Accountability (J.L.’s Song)

Have you ever been tolerated too much to be loved?
Have you ever been admired much to be helped?
It’s easy for you to put up with this-
Your touch is a friendly but fare thee well kiss,
a smiling from over the edge of the abyss-
But it’s killing me softly, this song from black dove.
Must you leave me here to hate myself?

Was it easier to tell me that you understand my lies
than to say you understand enough to get why I would die
for these lies that are “easy”. Is ease easier than freely?
What of peacefully? Truthfully? Unshackled or youthfully?
Have you ever come across these things? Did you stop and stare?
Or if they’re not that novel to you, would you care to share?
Do you fear what I would say? Do you fear what they would do?
Do you fear to feel the deep involvement it’d require of you?
Do you dare to fear the failure of your so-believed truth?
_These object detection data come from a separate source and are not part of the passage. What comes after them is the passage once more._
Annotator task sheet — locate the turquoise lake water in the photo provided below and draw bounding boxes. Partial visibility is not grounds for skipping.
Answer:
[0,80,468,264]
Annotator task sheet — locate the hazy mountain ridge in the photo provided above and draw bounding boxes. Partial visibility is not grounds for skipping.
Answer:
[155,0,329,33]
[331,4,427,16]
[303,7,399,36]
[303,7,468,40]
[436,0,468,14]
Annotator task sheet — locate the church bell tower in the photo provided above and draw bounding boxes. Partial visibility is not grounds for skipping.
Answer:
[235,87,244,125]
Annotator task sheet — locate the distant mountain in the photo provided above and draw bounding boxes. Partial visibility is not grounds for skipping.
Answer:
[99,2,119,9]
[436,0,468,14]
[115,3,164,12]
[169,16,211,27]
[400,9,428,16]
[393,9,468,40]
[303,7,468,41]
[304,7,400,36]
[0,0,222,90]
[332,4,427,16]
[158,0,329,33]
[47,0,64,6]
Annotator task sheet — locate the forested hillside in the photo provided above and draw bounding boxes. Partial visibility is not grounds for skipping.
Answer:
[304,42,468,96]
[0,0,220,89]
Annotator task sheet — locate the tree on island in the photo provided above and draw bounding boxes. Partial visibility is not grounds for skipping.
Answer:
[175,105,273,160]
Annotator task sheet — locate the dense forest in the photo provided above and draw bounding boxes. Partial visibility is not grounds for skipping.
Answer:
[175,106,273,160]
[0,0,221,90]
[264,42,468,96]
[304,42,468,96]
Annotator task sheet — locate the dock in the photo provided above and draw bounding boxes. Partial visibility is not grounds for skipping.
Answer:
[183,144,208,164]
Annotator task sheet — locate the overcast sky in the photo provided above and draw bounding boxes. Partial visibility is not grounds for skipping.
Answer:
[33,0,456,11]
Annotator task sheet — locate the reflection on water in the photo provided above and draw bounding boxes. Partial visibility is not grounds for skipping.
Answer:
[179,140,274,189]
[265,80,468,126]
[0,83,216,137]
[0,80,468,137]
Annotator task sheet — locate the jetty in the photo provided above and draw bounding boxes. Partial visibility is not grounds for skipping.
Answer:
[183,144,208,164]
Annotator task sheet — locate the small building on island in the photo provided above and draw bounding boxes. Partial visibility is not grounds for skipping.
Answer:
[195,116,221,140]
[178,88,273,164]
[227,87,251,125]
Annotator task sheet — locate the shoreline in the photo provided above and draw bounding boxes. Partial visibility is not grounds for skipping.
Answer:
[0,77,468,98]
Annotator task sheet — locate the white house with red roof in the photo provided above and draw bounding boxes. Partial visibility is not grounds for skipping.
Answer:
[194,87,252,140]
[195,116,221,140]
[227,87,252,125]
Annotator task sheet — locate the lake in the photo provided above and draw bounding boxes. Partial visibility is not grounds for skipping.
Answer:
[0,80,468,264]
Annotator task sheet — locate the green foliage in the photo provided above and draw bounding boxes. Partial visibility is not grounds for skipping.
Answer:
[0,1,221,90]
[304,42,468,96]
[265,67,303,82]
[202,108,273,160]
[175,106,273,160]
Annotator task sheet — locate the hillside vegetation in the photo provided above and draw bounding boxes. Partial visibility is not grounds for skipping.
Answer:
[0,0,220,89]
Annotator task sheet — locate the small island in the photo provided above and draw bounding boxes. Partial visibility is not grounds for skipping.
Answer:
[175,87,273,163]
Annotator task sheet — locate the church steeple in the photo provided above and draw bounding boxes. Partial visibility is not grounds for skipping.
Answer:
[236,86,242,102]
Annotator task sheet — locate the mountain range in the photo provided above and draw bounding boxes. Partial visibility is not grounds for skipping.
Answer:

My first grade teacher asked us, “Class, what do you want to be?”
Not a single soul said, “This is how I will be seen-
Call me ‘Sum Of Untruths’, call me ‘Product Of Abuse’
Call me ‘Never Quite Right’, or ‘Eternally Confused’,
‘Stuck in this tollbooth,
watching all the world drive by,
tossing me their nickels, throwing carefree high fives.'”
Is human life a slide to death, or do you live now walking free?
Am I a human too? Could your hope touch even me?

Have you ever been tolerated too much to be loved?
Have you ever been accepted too much to be helped?
It’s easy for you to put up with this-
Your touch is a friendly but fare thee well kiss,
A smiling from over the edge of the abyss-
But it’s killing me softly, this song from black dove.
Must you leave me here to hate myself?

They don’t told me that I needn’t change.
Was I intended for this pain? Can I never rearrange?
They said there was no problem to be fixed within my life.
So it it just me, myself, my soul that leads to all this strife?

You tell me that you see, and you say you understand.
Come and tell me when you see enough to see I need a hand.
I don’t want to hear you saying what I tell myself all day.
I’m coming to you, dying for new
things that you could say.
Your optimism makes these empty pitchers sound divine.
Is that easier than faith that turns this water into wine?
I’m drowning here; I’m cursed by water intoxication.
“A fatal disturbance” is its doctor definition.
They say it’s poisoning, then they label it depletion.
The doctors try and fix it as if they have found a reason
to help their patients live.
Have you got any to give?

Have you ever been tolerated too much to be loved?
Have you ever been accepted too much to be helped?
It’s easy for you to put up with this-
Your touch is a friendly but fare thee well kiss,
a smiling from over the edge of the abyss.
But it’s killing me softly, this song from black dove.
Must you leave me here to hate myself?